Пока сестры и дети неспешно заселяются, у меня есть время осмотреться, насладиться видом, пусть даже в глубине души мне так и хочется броситься на неизведанную трассу, погонять адреналин по венам, добавив остроты в досуг. Завтра, к счастью, я отделюсь от компании и поеду кататься в свое удовольствие.

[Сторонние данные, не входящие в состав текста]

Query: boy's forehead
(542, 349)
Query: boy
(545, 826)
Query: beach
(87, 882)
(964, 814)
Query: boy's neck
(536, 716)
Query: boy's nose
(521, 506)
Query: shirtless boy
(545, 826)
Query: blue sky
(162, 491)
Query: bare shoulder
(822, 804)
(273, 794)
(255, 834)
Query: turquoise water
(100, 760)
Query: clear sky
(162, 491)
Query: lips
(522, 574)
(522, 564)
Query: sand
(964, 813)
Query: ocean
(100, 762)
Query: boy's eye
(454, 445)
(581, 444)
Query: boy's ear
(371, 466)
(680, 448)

40Такая банальная вещь, как ушиб ребер, напоминает о том, что ничто в жизни, даже собственное дыхание, не дается само собой. Я сошла с трассы, что стало для меня приемлемым только после третьего болезненного спуска, и теперь, полулежа в кровати, стону от боли. Шале предлагает все современные удобства, ничего более дешевого для большой семьи не нашлось – еще и в последний момент. Руководят всем дети, они настраивают все с айпада – от температуры в комнате до настройки телевизора, даже следят за веб-камерой на горной станции.

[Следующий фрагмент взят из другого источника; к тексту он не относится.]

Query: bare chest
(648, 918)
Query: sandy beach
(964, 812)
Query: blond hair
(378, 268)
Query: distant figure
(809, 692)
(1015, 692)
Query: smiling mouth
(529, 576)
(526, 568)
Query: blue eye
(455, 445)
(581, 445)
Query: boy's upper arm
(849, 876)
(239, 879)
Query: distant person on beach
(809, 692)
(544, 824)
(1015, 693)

В качестве музыки племянница выбрала колокольный звон, передаваемый в прямом эфире из японского монастыря; возможно, благодаря буддизму я все же смогу преодолеть это последнее препятствие на пути к долгожданному сну.
Между тем мой сын, находящийся, замечу, в дорогущем шале во время экологически безответственного лыжного отпуска, показывает видео, которое наглядно демонстрирует несправедливость мира в цифрах. «Представьте, что человечество – это деревня из ста жителей: пятьдесят два из них – женщины, сорок восемь – мужчины, восемьдесят девять – гетеросексуалы, тридцать – белые, семьдесят – неграмотные, один сейчас умирает, один рождается, только у одного из ста есть диплом университета, только у одного есть компьютер, у восьми есть деньги на счетах, в банке или в кошельке, только у двадцати пяти есть крыша над головой, достаточно одежды и еды в холодильнике, шесть владеют 59 процентами богатства, и все шесть американцы» – и так далее. Призыв к терпимости, любви с обязательным условием делиться видео, чтобы оно принесло еще больше денег, при этом даже без указания счета для пожертвований.